これら構造的要因で、最期まで残っているのが労働市場の逼迫です。

今指摘されているのはコロナ禍による高齢者の労働市場からの退出が増えたことです。米国では高齢者を中心に労働参加率が1%減少。労働力は2ポイント程度低下したといわれています。

そしてこの高齢者が、コロナ感染が収まりつつあっても現場に戻らない現象が起きています。高齢者に限らず、豊かな生活を求めあくせく働くより、時間の余裕のある暮らしを、という考え方が広まったとの指摘もあります。

サービス需要も回復しつつあるのですが、このような背景で労働需給のひっ迫は続き、賃金インフレのスパイラルが続いています。このような傾向は先進各国に見られ、最後まで残る課題になりそうです。

余剰資金と含み損のリスク

以上見てきましたように、AT1債はじめ債券価格の急落、金利の上昇が続いています。この状況で懸念されるのは銀行が保有する債券の含み損の増加です。

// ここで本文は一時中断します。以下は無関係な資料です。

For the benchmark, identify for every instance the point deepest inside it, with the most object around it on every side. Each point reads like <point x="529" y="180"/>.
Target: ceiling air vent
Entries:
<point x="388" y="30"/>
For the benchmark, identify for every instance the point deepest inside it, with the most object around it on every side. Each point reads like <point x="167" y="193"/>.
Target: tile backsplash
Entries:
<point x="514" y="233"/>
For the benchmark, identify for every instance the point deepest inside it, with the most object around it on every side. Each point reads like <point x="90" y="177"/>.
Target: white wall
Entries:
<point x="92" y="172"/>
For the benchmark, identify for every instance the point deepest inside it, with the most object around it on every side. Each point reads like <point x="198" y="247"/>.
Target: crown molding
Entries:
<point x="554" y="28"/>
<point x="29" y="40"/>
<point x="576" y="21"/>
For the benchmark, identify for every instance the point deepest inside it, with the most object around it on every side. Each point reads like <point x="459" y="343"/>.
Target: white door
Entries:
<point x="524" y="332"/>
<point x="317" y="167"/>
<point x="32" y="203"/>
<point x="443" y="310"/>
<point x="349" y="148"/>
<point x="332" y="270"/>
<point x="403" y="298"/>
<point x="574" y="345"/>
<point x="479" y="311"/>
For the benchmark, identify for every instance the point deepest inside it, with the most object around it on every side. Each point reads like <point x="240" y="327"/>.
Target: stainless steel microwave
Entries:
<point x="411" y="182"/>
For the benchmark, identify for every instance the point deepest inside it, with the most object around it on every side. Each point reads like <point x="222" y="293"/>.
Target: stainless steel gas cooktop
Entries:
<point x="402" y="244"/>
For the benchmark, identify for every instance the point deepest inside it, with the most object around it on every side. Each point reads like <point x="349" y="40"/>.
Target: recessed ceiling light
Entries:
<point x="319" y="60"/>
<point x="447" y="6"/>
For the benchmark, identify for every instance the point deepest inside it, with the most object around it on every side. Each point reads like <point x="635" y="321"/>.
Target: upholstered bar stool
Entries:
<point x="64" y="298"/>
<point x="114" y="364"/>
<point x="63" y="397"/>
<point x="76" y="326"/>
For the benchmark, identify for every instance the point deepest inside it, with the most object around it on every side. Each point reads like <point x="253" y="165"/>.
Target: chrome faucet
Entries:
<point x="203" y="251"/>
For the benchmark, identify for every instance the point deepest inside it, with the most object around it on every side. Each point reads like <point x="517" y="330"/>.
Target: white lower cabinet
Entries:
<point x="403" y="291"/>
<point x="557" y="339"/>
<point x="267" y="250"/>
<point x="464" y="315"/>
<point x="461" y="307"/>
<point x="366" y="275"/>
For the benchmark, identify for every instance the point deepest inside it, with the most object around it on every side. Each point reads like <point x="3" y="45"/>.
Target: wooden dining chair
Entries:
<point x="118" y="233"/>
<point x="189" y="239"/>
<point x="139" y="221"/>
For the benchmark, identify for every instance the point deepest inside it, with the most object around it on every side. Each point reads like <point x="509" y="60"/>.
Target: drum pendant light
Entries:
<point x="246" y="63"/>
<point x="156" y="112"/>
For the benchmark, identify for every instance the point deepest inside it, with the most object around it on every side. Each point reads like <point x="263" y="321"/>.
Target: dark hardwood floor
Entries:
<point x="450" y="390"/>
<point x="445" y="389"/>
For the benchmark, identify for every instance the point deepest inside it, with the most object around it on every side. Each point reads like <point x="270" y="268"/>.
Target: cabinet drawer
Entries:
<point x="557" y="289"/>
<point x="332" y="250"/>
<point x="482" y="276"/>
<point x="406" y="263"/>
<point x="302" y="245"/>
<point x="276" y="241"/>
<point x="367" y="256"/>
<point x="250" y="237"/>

新型コロナ対策としての金融緩和が始まった2020年以降、米国を始め各国の金融機関は貸し出しに回さなかった余剰資金を国債や住宅ローン担保証券(MBS)などに投資してきました。

預金取り扱い機関の債券保有比率は、2022年3月時点で米国が約30%、日本が14%、欧州が12%に上ります。そして米国の銀行の保有証券の含み損は、2022年10月~12月期に6200億ドル(約81兆円)に膨れ上がっています。

今後の金利上昇が、膨大な含み損への懸念を呼び、思わぬ信用リスクを招く可能性もあります。今回の金融危機は、SVBやクレディ・スイスなど個別の銀行が火種にはなりましたが、そこにくすぶった問題点や課題が、緩やかとはいえ今や世界的な金融不安、信用崩壊のリスクをも抱え込んでいるといえそうです。